Zum Beispiel in eine noch glamourösere Ausstattung des VIP-Bereichs. Der ist bei allen GCT-Turnieren ein Eckpfeiler des Konzeptes. Denn hier geht es vor allem darum, in entspannter Atmosphäre bei mehrfach besternter Küche Kontakte zu knüpfen und Geschäfte einzufädeln. Das ist den Sponsoren viel Geld wert.

„Hier treffen sie Leute, zu denen sie sonst niemals Kontakt hätten“, sagt Volker Wulff. Leute wie Computer-Milliardär Bill Gates, Rockmusiker Bruce Springsteen oder den Oligarch Roman Abramowitsch, die gelegentlich bei Turnieren auftauchen, um den Bemühungen ihrer Töchter im Sattel zuzuschauen. „Wir wenden uns da an eine gehobene Zielgruppe.“ Für die Sponsoren ist auch die Verbreitung über Fernsehen und Streaming-Dienste interessant, Wulff sprich von 30 bis 150 Millionen Kontakten.

Gekaufte Startplätze

Das System Global Champions Tour funktioniert, zumindest solange es der Wirtschaft gut geht. Kritik erntet es dennoch, vor allem von Veranstaltern, die dem Weltreiterverband FEI nicht so profitable Bedingungen abtrotzen konnten wie Tops. Er darf knapp ein Drittel der Startplätze verkaufen, der jetzige Weltrangliste-Erste Martin Fuchs sollte einst als Junior, obwohl schon Europameister seiner Altersklasse, 30.000 Euro für einen Start hinblättern. Das braucht er jetzt nicht mehr, für die Weltbesten ist der Start gratis.

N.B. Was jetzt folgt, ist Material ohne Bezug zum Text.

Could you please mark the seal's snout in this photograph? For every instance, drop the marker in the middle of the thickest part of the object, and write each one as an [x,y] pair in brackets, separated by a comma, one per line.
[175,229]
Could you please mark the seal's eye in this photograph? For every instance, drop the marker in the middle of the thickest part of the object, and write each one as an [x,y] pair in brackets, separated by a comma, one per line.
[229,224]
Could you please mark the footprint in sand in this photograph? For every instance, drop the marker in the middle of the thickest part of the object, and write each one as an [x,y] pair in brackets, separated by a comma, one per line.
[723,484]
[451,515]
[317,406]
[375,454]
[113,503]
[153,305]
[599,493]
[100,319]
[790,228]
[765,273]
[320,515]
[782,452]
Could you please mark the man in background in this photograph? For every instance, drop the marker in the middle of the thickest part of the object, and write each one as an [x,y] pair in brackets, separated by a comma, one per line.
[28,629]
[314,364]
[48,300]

Einige Reiter meiden die Tour trotzdem, wie der Schweizer Steve Guerdat, Olympia- und dreifacher Weltcup-Sieger, zuletzt 2019: „Ich wüsste nicht, wie ich meinen Kindern mal erklären sollte, warum ich für eine Starterlaubnis bezahlt habe“, sagt er.

Ein gut gefülltes Portemonnaie ebnet den Einstieg, von sportlicher Gerechtigkeit kann man da nicht mehr sprechen. Fragt sich, ob es die in unserem Sport überhaupt gibt, wo so viel von der Qualität des besten Pferdes abhängt.

Andere Reiter haben in der Tour gut verdient. Der britische Sieger der Gesamttour 2019, Ben Maher, strich 1,3 Millionen ein. Daniel Deußer, der beste Deutsche, 479.000 Euro. Mit 2.743.040 Millionen Euro verließ das Team Shanghai Swans, zu dem auch Deußer gehörte, die tschechische Hauptstadt. Damit ist die Zwei-Jahres-Teilnahmegebühr von 2,7 Millionen Euro, die für jedes Team hingeblättert werden müssen, schon mal zur Hälfte wieder drin. Spitzenverdienerin über die Jahre ist, welch Zufall, Tops Ehefrau Edwina Tops-Alexander mit knapp fünf Millionen Euro Gewinngeld. Ein geschlossenes System – irgendwie bleibt alles in der Familie.